La Heid des Gattes abrite une plante que l'on dit endémique : la joubarbe d'Aywaille. Est-elle, comme certains l'affirment, uniquement présente à Aywaille ? Rien n'est moins sûr.

 


Toutes les parties sont concernées.


Tant de véhicules y passaient jadis !

Selon des membres de certaines associations il y a très peu de risques d'éboulements, voire même aucun. Cela les arrange bien évidemment d'affirmer des choses qu'ils ne sauraient scientifiquement pas prouver. D'autre part, ces associations usent de ce prétexte afin de tenter d'enrayer le dynamitage des parois dangereuses. Cela dit, il n'est pas du tout recommandable de s'aventurer en ces lieux. C'est bien évidemment pour cette raison que l'administration communale d'Aywaille a pris la sage décision d'en interdire l'accès.

Pas de dynamitage de la falaise signifie pas de réouverture de la route mais il serait pourtant opportun de tenter de trouver rapidement une solution. Il y va de nos deniers.

 

Un peu d'histoire locale.

Reportons-nous quelques décennies en plus tôt. En 1944, plus exactement. Les localités d'Aywaille et de Sougné-Remouchamps sont des communes à part entière. Henri SAIVE est à ce moment suppléant d'Alphonse DECELLE, mayeur de Sougné-Remouchamps. Ce dernier ayant démissionné de ses fonctions suite à de graves ennuis de santé. La Commission des naturalistes liégeois demande à l'administration des Eaux et Forêts de soumettre au régime forestier une parcelle de terrain, d'une surface de 8ha 11a 54ca, située entre les carrières de la Falize et de Goiveux.

Sept années plus tard, l'asbl ARDENNE et GAUME manifeste son intention de louer le site par bail emphytéotique. Cette demande s'appuie sur des arguments scientifiques visant à préserver la faune et la flore particulières à ce site. Le 22 mars 1951, sous le mayorat de Joseph LIBERT, le Conseil marque son accord à cette demande. Ensemble, les deux parties vont trouver un terrain d'entente afin d'établir les modalités relatives au projet de ce bail.

Notons au passage le fait qu'un Arrêté Royal daté du 29 mai 1952 «classe» le site en raison de sa valeur esthétique et scientifique.

Le 10 juillet 1953 monsieur Raymond MAYNÉ, alors président de l'asbl ARDENNE et GAUME, signe avec les autorités communales de Sougné-Remouchamps la convention de location du site pour une durée de 99 ans.

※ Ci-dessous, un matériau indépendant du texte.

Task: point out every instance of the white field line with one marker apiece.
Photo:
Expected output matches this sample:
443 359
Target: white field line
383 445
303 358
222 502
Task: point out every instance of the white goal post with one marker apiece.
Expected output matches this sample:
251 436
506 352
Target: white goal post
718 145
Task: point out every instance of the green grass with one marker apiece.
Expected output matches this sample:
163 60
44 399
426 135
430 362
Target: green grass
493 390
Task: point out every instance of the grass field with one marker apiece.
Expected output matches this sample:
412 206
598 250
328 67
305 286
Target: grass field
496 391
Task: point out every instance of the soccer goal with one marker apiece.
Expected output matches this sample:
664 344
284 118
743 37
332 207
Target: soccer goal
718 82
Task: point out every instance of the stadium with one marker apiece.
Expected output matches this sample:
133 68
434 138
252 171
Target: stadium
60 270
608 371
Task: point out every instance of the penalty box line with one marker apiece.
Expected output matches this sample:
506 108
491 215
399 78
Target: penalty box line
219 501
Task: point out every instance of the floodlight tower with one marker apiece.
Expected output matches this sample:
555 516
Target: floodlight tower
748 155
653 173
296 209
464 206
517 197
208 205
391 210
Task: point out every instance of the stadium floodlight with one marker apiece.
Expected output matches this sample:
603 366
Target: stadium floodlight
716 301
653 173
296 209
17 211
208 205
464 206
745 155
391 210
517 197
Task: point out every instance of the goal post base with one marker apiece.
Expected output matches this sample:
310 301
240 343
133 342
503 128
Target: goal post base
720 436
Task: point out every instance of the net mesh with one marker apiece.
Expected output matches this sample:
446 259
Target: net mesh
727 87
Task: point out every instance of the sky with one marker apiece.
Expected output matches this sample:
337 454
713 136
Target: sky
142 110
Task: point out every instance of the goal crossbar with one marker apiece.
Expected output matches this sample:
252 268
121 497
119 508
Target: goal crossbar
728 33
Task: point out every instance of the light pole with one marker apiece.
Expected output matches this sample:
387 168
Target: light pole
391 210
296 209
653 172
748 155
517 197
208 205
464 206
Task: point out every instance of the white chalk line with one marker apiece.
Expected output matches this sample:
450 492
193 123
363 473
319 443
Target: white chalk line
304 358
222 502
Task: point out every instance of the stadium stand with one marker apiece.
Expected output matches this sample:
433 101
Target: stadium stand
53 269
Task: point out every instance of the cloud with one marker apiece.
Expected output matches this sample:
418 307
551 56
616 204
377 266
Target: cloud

Le notaire KAISIN de Louveigné acta les faits.

Quelques citations :

Les archives communales de Sougné-Remouchamps nous apprennent qu'en date du 23 février 1951 : «... le conseil marque son accord sur la proposition de classement du site ... préalablement à la prise en location par l'asbl ARDENNE et GAUME ...»

L'éditorial de la revue ADOXA, dans son fascicule 43-44 daté de juin 2004 dit :
« Monsieur le Bourgmestre Libert de Sougné-Remouchamps et son conseil communal, lesquels ont compris, sans aucune discussion, le danger qu'offrirait (sic) à leur belle commune la disparition irréparable du cadre grandiose que la nature leur a dispensé et se sont ralliés aussitôt à notre thèse du classement et de la réservation ...»

Ces textes prêtent à penser que l'asbl ARDENNE et GAUME était demanderesse de la «mise en réserve» du site de la Heid des Gattes mais ARDENNE et GAUME,  prétend le contraire dans l'un de ses communiqués de presse :

 « ... suite aux demandes répétées de l’ancienne commune de Sougné-Remouchamps (actuellement fusionnée avec Aywaille) qui voulait conserver intact au moins une partie de son patrimoine Nature ...»

Nous sommes donc face à un dilemme qui n'est pas le premier et qui est fort probablement loin d'être le dernier. Cela dit, l'inauguration officielle de la Réserve Naturelle de la Heid des Gattes a eu lieu en grandes pompes le 27 septembre 1953. Fanfare, réceptions et tout le toutim étaient de la partie.

Jadis, l'on pouvait aisément lire au bas du grillage :
 “Sainte Barbe, protégez nos carriers”

Située sur la route du Halage côté Sougné, cette petite chapelle érigée en l'honneur de Sainte Barbe la patronne des carriers, est constituée d'une niche sur pilier construit en moellons de la région. Elle fut placée à cet endroit en 1927, venant ainsi en remplacement d'une croix en bois portant un Christ métallique. Elle aurait été érigée en mémoire d'un père, probablement carrier, et de sa fille, qui furent foudroyés en prenant ensemble l'humble repas apporté par cette dernière.


L'ancienne carrière de la Falize, située sur la rive droite de l'Amblève.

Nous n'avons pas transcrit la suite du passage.